Diário de Notícias - 17 de Março de 2001

Estados Unidos condenam Sudão
por permitir escravatura

Manuel Ricardo Ferreira - Correspondente em Nova Iorque

O Congresso dos Estados Unidos vai agora aprovar legislação para condenar o Governo do Sudão pela violação sistemática dos Direitos Humanos e, especialmente, por permitir ainda a prática da escravatura.

Para esta decisão dos legisladores americanos contribuiu também uma campanha desenvolvida por um grupo denominado Americanos de Boston contra a Escravatura e, principalmente, foi muito importante o depoimento de Francis Bok, um escravo sudanês fugido da sua terra.

Segundo um relatório elaborado pelo Departamento de Estado, a escravatura e o tráfico de seres humanos continuam a ser um dos principais problemas da Somália, onde a guerra civil, que se prolonga há já dezoito anos entre os muçulmanos do Norte e os cristãos e animistas do Sul, já provocou mais de dois milhões de mortos e mais de quatro milhões de deslocados.

Bok, que tem actualmente 21 anos e é membro da tribo sulista Dinko, confessou aos congressistas ter sido raptado quando tinha sete anos, juntamente com outras crianças, de um mercado no Sul do Sudão por indivíduos pertencentes a milícias, e ter sido obrigado a caminhar até chegar ao Norte, onde foi vendido.
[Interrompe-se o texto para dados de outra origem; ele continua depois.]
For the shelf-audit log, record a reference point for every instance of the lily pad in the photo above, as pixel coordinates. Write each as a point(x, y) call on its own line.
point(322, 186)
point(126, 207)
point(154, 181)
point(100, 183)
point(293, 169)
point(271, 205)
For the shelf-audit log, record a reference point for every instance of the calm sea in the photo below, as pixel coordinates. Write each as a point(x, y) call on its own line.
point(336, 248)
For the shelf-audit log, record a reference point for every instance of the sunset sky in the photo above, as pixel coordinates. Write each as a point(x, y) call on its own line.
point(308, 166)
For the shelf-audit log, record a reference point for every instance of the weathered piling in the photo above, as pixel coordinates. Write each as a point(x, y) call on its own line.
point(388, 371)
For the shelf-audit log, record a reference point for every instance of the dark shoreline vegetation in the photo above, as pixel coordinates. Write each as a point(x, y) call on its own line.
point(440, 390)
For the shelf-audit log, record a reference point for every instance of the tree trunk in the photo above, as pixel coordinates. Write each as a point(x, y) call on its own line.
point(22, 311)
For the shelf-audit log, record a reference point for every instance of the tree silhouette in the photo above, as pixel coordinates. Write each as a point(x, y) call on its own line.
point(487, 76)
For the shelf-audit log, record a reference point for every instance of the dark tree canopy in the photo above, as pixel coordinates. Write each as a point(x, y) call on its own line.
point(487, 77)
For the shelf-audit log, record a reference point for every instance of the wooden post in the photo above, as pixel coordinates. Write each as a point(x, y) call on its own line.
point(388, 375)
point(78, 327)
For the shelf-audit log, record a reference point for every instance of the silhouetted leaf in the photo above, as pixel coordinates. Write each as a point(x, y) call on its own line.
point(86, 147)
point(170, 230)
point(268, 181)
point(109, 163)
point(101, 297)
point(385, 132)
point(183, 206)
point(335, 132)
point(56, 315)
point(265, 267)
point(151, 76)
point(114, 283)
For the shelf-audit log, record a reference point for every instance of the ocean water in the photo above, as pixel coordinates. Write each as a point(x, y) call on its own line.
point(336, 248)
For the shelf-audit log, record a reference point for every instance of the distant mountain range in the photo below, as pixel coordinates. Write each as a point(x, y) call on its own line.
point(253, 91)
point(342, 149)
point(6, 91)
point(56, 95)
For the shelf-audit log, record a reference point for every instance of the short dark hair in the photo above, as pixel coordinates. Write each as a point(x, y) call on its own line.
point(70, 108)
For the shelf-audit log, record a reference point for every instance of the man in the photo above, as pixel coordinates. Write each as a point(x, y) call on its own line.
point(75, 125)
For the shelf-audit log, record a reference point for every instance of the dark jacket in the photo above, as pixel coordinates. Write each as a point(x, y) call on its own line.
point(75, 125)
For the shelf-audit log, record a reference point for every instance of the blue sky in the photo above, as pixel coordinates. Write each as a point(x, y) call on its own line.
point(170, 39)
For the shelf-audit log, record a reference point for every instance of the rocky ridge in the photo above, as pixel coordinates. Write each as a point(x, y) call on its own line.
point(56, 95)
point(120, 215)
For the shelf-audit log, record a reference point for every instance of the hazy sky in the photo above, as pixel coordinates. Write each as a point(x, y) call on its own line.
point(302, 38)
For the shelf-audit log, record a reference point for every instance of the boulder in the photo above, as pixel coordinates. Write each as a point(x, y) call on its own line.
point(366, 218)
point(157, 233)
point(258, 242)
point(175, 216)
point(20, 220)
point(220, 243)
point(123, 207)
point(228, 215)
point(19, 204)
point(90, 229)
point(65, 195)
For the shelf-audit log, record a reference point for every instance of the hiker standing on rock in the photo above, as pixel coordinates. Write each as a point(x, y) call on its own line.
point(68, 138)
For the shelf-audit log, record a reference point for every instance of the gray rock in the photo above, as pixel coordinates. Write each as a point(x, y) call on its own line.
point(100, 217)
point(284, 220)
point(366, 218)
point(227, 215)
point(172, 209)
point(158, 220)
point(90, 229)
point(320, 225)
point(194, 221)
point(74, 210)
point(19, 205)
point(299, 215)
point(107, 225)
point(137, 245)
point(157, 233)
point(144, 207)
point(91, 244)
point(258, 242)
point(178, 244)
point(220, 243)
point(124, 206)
Durante essa longa marcha, uma rapariga que chorou foi assassinada a tiro e um rapaz que protestou ficou sem um pé. Bok diz ter sido comprado por Jim Abdullah, que o espancava. Chamava-lhe "abeed", o que significa "escravo negro". Quando Bok conseguiu aprender árabe suficiente perguntou-lhe qual a razão que o levava a bater-lhe e este respondeu-lhe que batia porque ele era "um animal".

Francis Bok contou também aos congressistas norte-americanos que apenas conseguiu fugir, dez anos mais tarde, para a cidade de Mutare, onde relatou toda a sua história numa esquadra de polícia. Foi então de novo preso e vendido. Voltou a fugir, mais tarde, desta vez para Cartum, e depois para um campo de refugiados no Sul.

Após a fuga conseguiu um visto para o Egipto e as Nações Unidas patrocinaram a sua viagem para os Estados Unidos. Bok afirma que, agora, vai usar a sua liberdade para tentar ajudar a libertar o seu "povo que ainda está escravizado e não tem voz".